This has been—and many will agree—one of the strangest, most difficult, patience-testing, humbling turkey hunting seasons ever. Sure, it was it a late spring for many states, but there was also something "in the air" that I just can't quite put my finger on.
When it comes to skill, even the "best" hunter can only get so far when pursuing wild animals. At the end of the day, luck needs to be on our side. Most importantly, we don't get the final say—the game does. My skill and luck were rigorously challenged for 100 hours in the field this spring. As always, I trained hard. But this year I failed.
I spent three rounds in the ring. The birds of southwest Wisconsin got the first crack at me. They hit me with a left hook. Then the South Dakota Black Hills birds brought their fury for a round. They delivered an uppercut. Finally, I revisited Wisconsin (further north from my first trip). The birds pummeled me with a final knockout punch.
After each round I was ready to throw in the towel, but only for a short time. The thrill of the fight kept me in the ring time and time again ... as it always will. Truthfully, there comes a time when every hunter needs a true, put-you-in-your-place humbling. For me, it was difficult at first because I invested so much this year. I spent 10 days, 100 hours, thousands of miles and hundreds of dollars on a turkey season that left me without a single shot.

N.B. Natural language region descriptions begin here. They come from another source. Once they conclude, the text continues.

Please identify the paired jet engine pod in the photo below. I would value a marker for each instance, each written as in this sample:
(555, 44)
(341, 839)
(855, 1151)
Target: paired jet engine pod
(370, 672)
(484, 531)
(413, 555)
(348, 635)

I was dying to introduce my new Remington Versa Max to a hot gobbler—yearning to watch it deliver its first kiss of death—but it wasn't even a season of close calls. I flicked my safety off once, on my second-to-last day of the season while I was hunting with the diehard boys (Jeremy Dersham and Seth Miller) from Ridge and River Running Outfitters.
They had several birds in the area patterned prior to my arrival. The first sunrise was unsuccessful. We took a short break and jumped in the truck to glass nearby fields. "What's that on the road up there," Jeremy asked. There stood a strutter on the road between two strips of public land. We parked a quarter mile away from the old boy, doubled back through the woods on the opposite side of the road, and scrambled to set up with the hopes of calling him across and into our laps. As we decided where to plop down, Jeremy waved at Miller and I from the top of a small ridge; he was screaming without uttering a sound. He told us to get into position on top of the ridge. Apparently, the rustling leaves from three hungry hunters sounded like hens to our tom—Jeremy spotted a glimpse of his tail fan hot on our path. I crawled to a nearby tree. Miller found his seat to roll film just 10 yards to my left. Jeremy proceeded with the "buddy system" and began walking away, calling and employing his turkey wing for added realism.

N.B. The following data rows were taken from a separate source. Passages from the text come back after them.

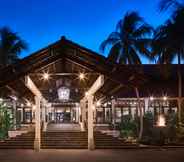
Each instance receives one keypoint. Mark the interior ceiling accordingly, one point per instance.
(68, 72)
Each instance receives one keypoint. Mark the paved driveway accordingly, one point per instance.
(174, 155)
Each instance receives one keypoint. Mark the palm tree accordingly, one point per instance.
(130, 40)
(169, 4)
(11, 45)
(169, 43)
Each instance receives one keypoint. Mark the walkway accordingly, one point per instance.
(175, 155)
(63, 127)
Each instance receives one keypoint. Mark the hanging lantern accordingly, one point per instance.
(63, 93)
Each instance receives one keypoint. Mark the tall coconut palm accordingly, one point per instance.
(11, 45)
(169, 44)
(130, 40)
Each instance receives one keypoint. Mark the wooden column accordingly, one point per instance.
(37, 124)
(14, 114)
(90, 122)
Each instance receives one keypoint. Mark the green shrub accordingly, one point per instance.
(128, 127)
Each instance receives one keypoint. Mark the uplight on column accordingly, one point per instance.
(46, 76)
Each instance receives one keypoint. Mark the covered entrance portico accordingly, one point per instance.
(64, 84)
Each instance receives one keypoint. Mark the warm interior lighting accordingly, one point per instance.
(161, 121)
(98, 103)
(28, 104)
(81, 76)
(46, 76)
(151, 98)
(164, 98)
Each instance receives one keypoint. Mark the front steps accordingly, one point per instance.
(24, 141)
(64, 140)
(104, 141)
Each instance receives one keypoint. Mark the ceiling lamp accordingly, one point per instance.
(165, 98)
(161, 121)
(28, 104)
(98, 103)
(46, 76)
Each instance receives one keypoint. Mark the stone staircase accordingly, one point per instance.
(64, 140)
(23, 141)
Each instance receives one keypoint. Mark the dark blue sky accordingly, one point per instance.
(87, 22)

Within minutes, I spotted movement; it was a turkey (later determined to be a hen) ducking through the heavy cover in front of me. Then, there was the tom, walking from right to left 30 yards down the ridge. I saw his white head and swinging beard, but within a second he disappeared behind a small pine tree. Clearly he was following the hen. At that point I shouldered my shotgun, flicked my safety off and prepared for him to walk out. Five steps was all I needed to end my turkey season on a bird-busting note.

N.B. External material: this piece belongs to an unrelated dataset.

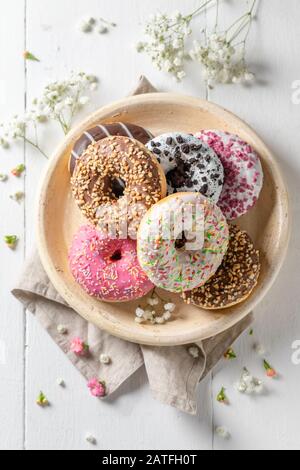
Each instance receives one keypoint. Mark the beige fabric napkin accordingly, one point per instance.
(172, 372)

Gone. Like a ghost, he was gone. He said "goodbye" with one last taunting gobble from the distance as we stood up to walk away, defeated.
As I look back on the turkey season that has broken my 8-year kill streak, my passion is built much stronger. One vision graces my memory: the strutting tom on the side of the road, radiating life into the woods. One feeling warms my soul: the adrenaline rush as I prepared to end a gentlemanly duel.
I never pulled the trigger, and it was a blessing. My respect for the wild turkey has deepened, and I tip my hat to each and every longbeard that's strutting as I write this last word.